The Maryland Court of Appeals has retired the inflexible Frye-Reed standard and adopted the framework of Daubert for evaluating the admissibility of expert testimony. In Rochkind v. Stevenson (August 28, 2020), Maryland officially joined the supermajority of states that have considered the issue and now follow Daubert.

Previously in Maryland, pursuant to the Frye-Reed standard, before an expert opinion was to be received as evidence at trial, the basis of the expert’s opinion had to be generally accepted as reliable within the expert’s relevant scientific community. Over time the standard evolved into “Frye-Reed Plus” and implicitly and explicitly relied on and adopted several Daubert principles. Thus, in order to be admissible, expert testimony discussing novel scientific theories was subjected to both the minimum threshold of the Frye-Reed standard and Maryland’s Rule 5-702 – the counterpart to Federal Rule of Evidence 702 – requirements. However, expert testimony addressing non-novel scientific evidence was evaluated using only the requirements of Rule 5-702.

Maryland courts, however, never defined “new” or “novel” scientific methods, and never held that any scientific method was not subject to Frye-Reed because it was not new. As a result of this lack of clarity and Maryland’s “jurisprudential drift,” many courts applied a duplicative analytical process that muddied the waters of expert testimony admissibility, leaving judges as well as practitioners often confused and at sea.

The landscape finally changed in Rochkind v. Stevenson, where the court clearly and officially adopted Daubert as the single standard by which Maryland courts are to evaluate all expert testimony.
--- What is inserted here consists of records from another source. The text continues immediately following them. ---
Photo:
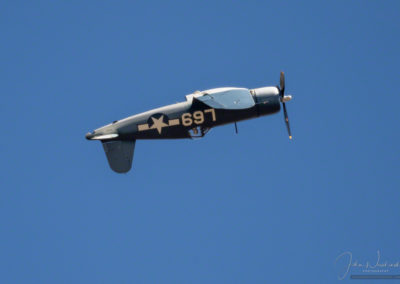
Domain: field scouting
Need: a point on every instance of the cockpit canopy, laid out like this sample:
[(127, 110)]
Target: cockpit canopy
[(224, 98)]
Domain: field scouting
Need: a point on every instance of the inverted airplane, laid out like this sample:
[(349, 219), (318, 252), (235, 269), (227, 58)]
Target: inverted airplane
[(193, 118)]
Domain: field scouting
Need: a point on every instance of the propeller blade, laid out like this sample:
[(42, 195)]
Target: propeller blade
[(287, 120), (282, 84)]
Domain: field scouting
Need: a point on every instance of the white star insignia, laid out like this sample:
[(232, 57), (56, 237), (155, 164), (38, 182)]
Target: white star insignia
[(158, 123)]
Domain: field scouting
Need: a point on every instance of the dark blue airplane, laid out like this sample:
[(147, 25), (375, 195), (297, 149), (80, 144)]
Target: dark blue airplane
[(193, 118)]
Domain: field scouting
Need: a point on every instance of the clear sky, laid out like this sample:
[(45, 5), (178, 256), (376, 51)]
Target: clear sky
[(247, 208)]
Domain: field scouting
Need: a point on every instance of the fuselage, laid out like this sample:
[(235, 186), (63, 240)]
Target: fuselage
[(191, 117)]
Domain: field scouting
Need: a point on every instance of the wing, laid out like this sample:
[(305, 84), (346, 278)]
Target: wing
[(230, 99)]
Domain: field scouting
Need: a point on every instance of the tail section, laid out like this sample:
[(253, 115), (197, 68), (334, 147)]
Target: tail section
[(119, 154)]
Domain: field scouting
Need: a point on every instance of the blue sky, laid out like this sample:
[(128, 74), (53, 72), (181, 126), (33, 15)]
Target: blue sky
[(247, 208)]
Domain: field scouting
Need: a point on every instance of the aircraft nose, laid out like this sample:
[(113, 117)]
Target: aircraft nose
[(89, 136)]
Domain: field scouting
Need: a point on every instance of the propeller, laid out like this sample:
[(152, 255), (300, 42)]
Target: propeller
[(284, 99)]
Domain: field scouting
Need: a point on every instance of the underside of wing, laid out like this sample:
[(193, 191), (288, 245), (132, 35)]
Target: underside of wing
[(119, 154), (233, 98)]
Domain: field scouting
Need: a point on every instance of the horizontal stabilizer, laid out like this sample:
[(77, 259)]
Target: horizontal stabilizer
[(119, 154)]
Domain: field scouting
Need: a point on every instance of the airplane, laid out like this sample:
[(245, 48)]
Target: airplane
[(192, 118)]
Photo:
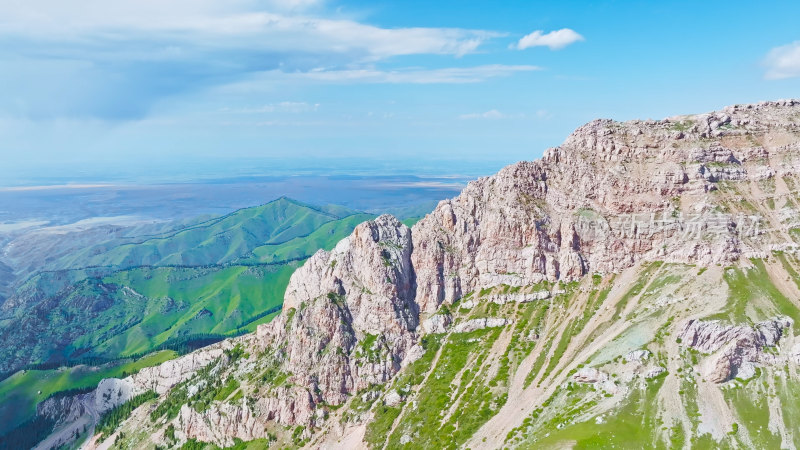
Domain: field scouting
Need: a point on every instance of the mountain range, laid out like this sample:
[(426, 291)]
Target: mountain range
[(636, 287)]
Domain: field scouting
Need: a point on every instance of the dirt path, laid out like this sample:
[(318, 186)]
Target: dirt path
[(434, 363), (522, 401)]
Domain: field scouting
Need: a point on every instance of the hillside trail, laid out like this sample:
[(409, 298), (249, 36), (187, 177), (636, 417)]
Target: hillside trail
[(522, 400)]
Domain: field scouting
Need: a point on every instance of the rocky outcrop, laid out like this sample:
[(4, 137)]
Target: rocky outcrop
[(735, 350), (166, 375), (612, 196), (602, 201), (349, 318), (479, 324), (590, 375)]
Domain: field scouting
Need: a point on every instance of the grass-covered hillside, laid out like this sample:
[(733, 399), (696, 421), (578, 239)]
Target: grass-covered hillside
[(174, 291)]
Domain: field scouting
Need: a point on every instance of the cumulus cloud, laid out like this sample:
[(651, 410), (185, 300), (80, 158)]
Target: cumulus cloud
[(783, 62), (491, 114), (494, 114), (282, 107), (555, 40)]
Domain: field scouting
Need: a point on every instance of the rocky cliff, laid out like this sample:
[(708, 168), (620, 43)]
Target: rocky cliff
[(559, 302)]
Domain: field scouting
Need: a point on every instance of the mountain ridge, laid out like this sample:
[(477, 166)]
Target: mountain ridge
[(528, 287)]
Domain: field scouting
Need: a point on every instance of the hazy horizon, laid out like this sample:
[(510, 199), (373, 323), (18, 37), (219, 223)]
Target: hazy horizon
[(161, 91)]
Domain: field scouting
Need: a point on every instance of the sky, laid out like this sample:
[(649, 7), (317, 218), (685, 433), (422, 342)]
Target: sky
[(90, 88)]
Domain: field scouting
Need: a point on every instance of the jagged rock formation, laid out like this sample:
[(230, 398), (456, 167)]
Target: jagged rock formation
[(581, 286), (738, 349), (595, 202)]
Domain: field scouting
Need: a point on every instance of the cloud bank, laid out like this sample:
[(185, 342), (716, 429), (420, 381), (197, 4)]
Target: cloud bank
[(555, 40), (783, 62)]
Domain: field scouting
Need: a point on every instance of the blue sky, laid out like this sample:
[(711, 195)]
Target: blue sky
[(92, 86)]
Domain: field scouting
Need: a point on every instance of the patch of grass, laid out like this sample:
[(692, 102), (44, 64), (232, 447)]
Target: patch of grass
[(20, 392), (110, 420), (753, 297)]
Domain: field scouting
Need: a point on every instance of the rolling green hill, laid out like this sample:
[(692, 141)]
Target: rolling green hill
[(216, 241), (214, 279), (172, 291)]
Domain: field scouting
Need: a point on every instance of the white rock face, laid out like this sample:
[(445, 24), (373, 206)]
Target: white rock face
[(638, 356), (479, 324), (654, 372), (349, 319), (438, 323), (735, 350), (393, 398), (590, 375), (601, 202), (166, 375)]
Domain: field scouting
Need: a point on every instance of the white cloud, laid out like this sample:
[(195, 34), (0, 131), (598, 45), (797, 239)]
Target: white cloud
[(285, 27), (783, 62), (118, 59), (491, 114), (555, 40), (417, 75), (494, 114), (282, 107)]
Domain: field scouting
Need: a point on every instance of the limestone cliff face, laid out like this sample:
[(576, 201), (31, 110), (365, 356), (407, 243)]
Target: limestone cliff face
[(612, 195), (349, 317)]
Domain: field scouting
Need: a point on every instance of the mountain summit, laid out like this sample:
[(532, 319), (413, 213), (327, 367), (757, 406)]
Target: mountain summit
[(638, 286)]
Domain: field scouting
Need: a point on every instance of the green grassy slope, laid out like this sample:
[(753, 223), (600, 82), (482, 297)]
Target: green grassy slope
[(22, 391), (108, 314), (97, 314), (216, 241)]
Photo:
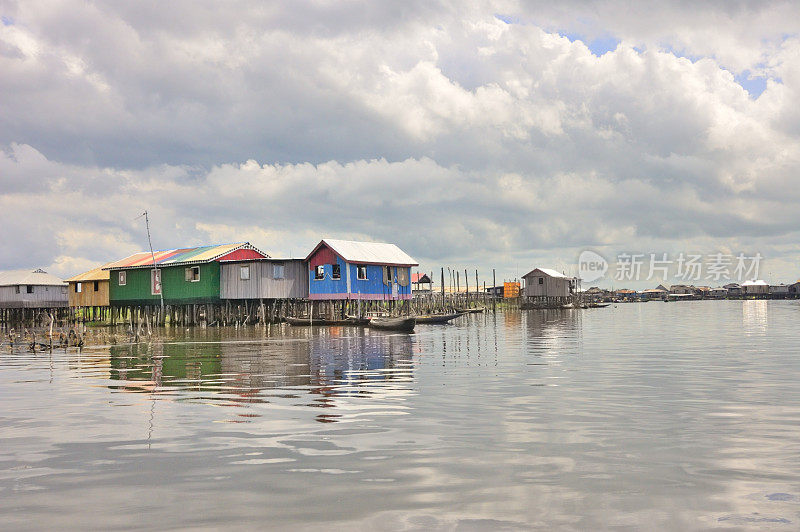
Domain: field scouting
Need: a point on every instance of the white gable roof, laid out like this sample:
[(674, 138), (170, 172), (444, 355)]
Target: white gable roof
[(32, 277), (368, 252), (548, 272)]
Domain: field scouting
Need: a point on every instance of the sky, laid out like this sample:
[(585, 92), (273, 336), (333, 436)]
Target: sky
[(506, 135)]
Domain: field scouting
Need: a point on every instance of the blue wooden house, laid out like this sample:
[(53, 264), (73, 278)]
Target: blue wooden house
[(343, 269)]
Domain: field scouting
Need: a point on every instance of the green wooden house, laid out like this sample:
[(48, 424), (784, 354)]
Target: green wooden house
[(183, 276)]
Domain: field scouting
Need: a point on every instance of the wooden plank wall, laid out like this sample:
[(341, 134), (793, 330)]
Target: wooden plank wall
[(262, 284), (42, 297), (88, 297)]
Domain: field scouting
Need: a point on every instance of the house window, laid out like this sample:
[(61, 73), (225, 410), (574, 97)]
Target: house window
[(192, 274), (402, 276)]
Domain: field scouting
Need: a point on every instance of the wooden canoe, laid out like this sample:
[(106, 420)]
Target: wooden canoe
[(393, 324), (305, 321), (471, 310), (436, 318)]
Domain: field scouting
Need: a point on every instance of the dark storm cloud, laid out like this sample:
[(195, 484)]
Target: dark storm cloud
[(434, 125)]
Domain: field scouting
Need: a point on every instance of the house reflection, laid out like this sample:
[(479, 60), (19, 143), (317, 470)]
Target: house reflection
[(552, 329), (324, 362)]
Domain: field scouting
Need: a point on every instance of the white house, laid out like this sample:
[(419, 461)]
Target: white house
[(31, 289), (543, 282), (755, 287)]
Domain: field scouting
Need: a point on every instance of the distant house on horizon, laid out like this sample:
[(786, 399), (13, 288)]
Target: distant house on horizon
[(24, 289), (89, 289), (755, 287), (547, 283)]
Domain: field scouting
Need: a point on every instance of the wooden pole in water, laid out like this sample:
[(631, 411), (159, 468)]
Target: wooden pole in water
[(477, 287)]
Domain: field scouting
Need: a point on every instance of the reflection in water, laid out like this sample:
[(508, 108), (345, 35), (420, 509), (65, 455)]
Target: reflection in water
[(326, 362)]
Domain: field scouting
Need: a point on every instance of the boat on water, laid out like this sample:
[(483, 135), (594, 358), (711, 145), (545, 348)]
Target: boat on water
[(393, 324), (306, 321), (436, 318)]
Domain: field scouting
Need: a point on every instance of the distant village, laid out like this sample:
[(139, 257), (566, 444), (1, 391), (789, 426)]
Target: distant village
[(217, 283)]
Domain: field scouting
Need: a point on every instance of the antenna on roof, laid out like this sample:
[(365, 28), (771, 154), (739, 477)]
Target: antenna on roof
[(155, 269)]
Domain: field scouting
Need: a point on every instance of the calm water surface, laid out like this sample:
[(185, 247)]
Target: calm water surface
[(640, 416)]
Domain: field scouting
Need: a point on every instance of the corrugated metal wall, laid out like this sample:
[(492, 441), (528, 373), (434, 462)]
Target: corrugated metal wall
[(88, 297), (551, 286), (262, 283), (42, 297)]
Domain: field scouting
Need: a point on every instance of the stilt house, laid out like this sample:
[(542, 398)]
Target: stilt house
[(343, 269), (89, 289)]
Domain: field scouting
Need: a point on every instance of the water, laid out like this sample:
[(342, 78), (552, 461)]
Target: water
[(641, 416)]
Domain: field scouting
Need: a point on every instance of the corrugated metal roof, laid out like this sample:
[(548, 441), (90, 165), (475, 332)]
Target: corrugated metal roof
[(368, 252), (98, 274), (173, 257), (547, 271), (33, 277)]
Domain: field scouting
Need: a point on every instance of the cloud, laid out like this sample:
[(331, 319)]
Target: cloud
[(461, 135)]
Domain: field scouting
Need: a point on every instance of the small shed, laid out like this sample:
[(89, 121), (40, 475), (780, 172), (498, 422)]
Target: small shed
[(89, 289), (184, 275), (734, 289), (268, 278), (421, 283), (658, 292), (779, 290), (345, 269), (719, 292), (21, 289), (794, 289), (547, 283)]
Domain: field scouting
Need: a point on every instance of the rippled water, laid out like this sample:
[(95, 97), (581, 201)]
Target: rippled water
[(640, 416)]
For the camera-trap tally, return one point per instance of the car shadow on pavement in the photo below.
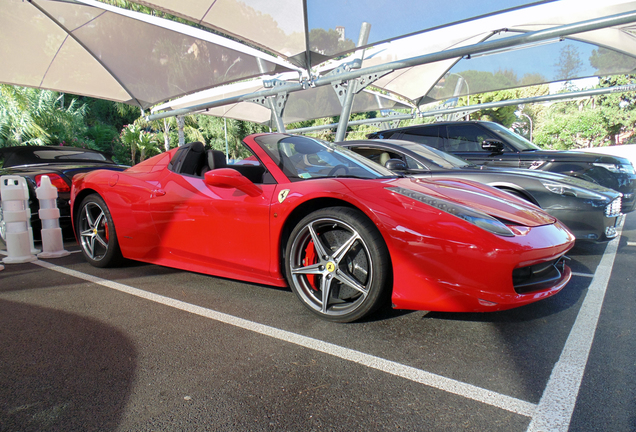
(61, 371)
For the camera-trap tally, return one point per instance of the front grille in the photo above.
(614, 208)
(539, 276)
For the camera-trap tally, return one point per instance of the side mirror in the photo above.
(492, 146)
(231, 178)
(395, 165)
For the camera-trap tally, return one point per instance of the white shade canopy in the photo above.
(316, 102)
(92, 49)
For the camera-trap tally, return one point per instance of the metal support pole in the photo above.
(181, 126)
(352, 87)
(275, 106)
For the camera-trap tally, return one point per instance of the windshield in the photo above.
(519, 142)
(438, 157)
(303, 158)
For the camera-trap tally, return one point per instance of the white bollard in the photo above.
(52, 243)
(16, 214)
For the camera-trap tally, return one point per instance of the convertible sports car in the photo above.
(60, 164)
(488, 143)
(589, 210)
(343, 232)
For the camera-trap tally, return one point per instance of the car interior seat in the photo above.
(193, 160)
(384, 158)
(213, 159)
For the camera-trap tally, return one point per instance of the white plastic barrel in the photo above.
(52, 242)
(15, 195)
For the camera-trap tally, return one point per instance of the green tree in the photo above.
(569, 64)
(37, 117)
(591, 122)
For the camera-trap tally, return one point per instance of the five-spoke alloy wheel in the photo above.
(337, 263)
(96, 233)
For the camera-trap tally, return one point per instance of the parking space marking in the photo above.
(439, 382)
(556, 406)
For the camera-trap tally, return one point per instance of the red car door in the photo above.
(202, 226)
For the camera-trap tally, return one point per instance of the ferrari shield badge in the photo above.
(282, 195)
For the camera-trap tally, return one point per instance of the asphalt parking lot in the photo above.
(148, 348)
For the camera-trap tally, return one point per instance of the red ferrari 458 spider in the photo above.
(344, 233)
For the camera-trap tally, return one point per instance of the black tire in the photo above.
(350, 266)
(96, 233)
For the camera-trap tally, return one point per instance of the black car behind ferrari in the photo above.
(589, 210)
(60, 164)
(491, 144)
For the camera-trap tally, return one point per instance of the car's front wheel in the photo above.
(96, 233)
(338, 265)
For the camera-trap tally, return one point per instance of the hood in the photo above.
(573, 156)
(486, 199)
(556, 177)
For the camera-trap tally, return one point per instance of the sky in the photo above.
(390, 18)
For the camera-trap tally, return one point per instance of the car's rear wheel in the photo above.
(338, 265)
(96, 233)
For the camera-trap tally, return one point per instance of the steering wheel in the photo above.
(335, 169)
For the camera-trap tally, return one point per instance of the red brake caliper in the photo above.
(311, 258)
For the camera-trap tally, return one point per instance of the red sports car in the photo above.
(343, 232)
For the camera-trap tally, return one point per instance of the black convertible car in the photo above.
(60, 164)
(491, 144)
(589, 210)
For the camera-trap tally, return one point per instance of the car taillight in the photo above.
(56, 180)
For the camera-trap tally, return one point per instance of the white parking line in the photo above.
(554, 411)
(469, 391)
(556, 406)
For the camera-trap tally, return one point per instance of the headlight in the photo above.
(616, 168)
(569, 190)
(482, 220)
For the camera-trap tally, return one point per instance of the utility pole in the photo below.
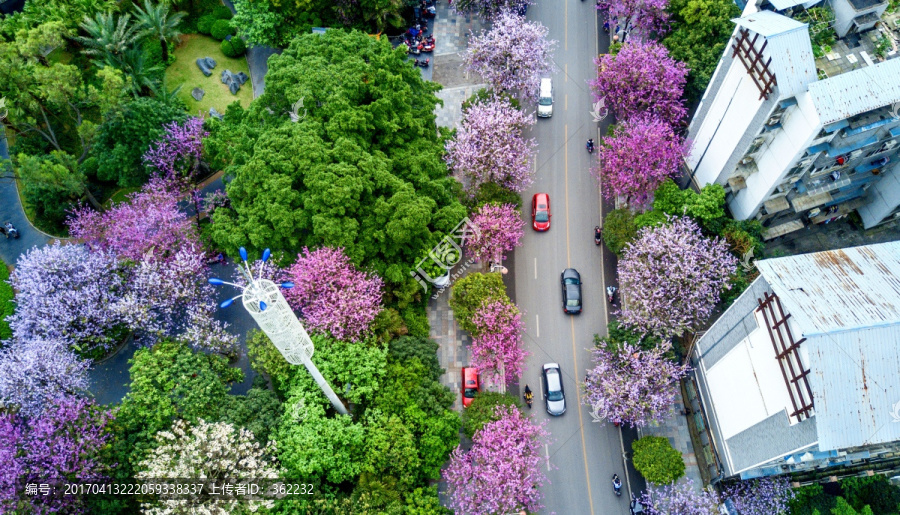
(262, 298)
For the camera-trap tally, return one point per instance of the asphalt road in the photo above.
(583, 455)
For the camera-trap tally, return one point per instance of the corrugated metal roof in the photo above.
(855, 387)
(793, 63)
(858, 91)
(838, 290)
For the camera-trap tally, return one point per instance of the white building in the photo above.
(802, 372)
(795, 139)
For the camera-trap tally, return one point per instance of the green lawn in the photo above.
(184, 71)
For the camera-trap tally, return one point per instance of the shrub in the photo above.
(6, 302)
(481, 411)
(656, 460)
(234, 48)
(221, 28)
(222, 13)
(619, 229)
(205, 23)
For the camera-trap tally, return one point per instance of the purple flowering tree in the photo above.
(640, 79)
(513, 55)
(177, 152)
(673, 276)
(65, 293)
(34, 373)
(149, 221)
(500, 230)
(766, 496)
(488, 8)
(172, 298)
(332, 294)
(62, 443)
(642, 153)
(503, 471)
(490, 147)
(680, 498)
(640, 18)
(497, 341)
(631, 386)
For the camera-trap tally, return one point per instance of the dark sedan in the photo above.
(571, 285)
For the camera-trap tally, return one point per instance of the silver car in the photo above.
(554, 393)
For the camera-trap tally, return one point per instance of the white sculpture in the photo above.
(268, 307)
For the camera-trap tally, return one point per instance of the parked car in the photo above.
(540, 211)
(471, 385)
(571, 285)
(554, 394)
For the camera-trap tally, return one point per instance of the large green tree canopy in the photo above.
(360, 169)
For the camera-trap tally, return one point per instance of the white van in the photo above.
(545, 99)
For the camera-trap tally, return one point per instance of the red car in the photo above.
(540, 211)
(470, 385)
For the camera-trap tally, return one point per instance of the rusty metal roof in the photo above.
(839, 290)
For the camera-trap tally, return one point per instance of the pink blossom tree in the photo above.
(65, 293)
(641, 18)
(629, 385)
(497, 341)
(490, 147)
(640, 79)
(149, 221)
(673, 276)
(680, 498)
(642, 153)
(34, 373)
(60, 444)
(500, 230)
(177, 152)
(513, 55)
(172, 298)
(502, 472)
(765, 496)
(332, 294)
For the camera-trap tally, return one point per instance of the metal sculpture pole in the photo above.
(268, 307)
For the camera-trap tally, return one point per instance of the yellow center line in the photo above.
(587, 474)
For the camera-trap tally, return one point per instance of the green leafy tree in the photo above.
(108, 36)
(619, 230)
(700, 29)
(473, 290)
(125, 135)
(360, 170)
(168, 381)
(482, 411)
(656, 460)
(55, 102)
(158, 22)
(52, 183)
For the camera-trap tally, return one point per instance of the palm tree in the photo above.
(156, 21)
(108, 38)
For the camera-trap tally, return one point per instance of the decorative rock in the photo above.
(206, 64)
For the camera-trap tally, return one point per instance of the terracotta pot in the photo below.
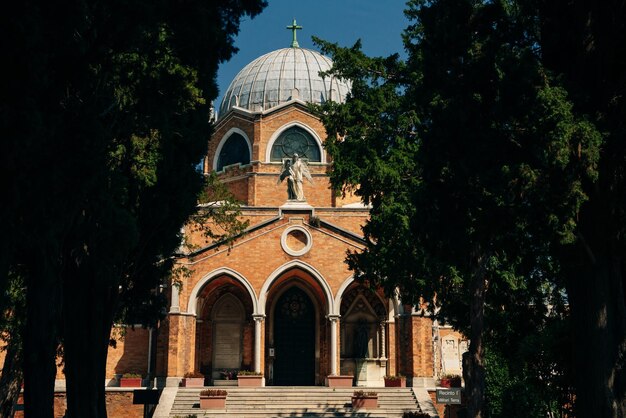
(339, 381)
(395, 383)
(130, 382)
(365, 402)
(193, 382)
(213, 402)
(250, 380)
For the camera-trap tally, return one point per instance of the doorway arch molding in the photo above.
(315, 274)
(225, 271)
The court retained the original Daubert factors for determining reliability when interpreting Rule 5-702:

  • Whether a theory or technique can be (and has been) tested

  • Whether a theory or technique has been subjected to peer review and publication

  • Whether a particular scientific technique has a known or potential rate of error

  • The existence and maintenance of standards and controls

  • Whether a theory or technique is generally accepted

The court adopted five additional factors for determining whether expert testimony is sufficiently reliable, derived from the federal case law:

  • Whether experts are proposing to testify about matters growing naturally and directly out of research they have conducted independent of the litigation or whether they have developed their opinions expressly for purposes of testifying

  • Whether the expert has unjustifiably extrapolated from an accepted premise to an unfounded conclusion

  • Whether the expert has adequately accounted for obvious alternative explanations

  • Whether the expert is being as careful as he or she would be in his or her regular professional work outside his or her paid litigation consulting

  • Whether the field of expertise claimed by the expert is known to reach reliable results for the type of opinion the expert would give.

The court also concluded that the Supreme Court’s guidance in DaubertJoiner and Kumho Tire is critical to a trial court’s reliability analysis, and while the Daubert inquiry is flexible, courts must consider the relationship between the methodology applied and conclusions reached. Moreover, there is no longer a need to distinguish new or novel techniques or determine if testimony embraces a scientific technique.

The court’s Rochkind decision is effective immediately, and it applies to cases that are pending on direct appeal where the relevant question has been preserved for appellate review.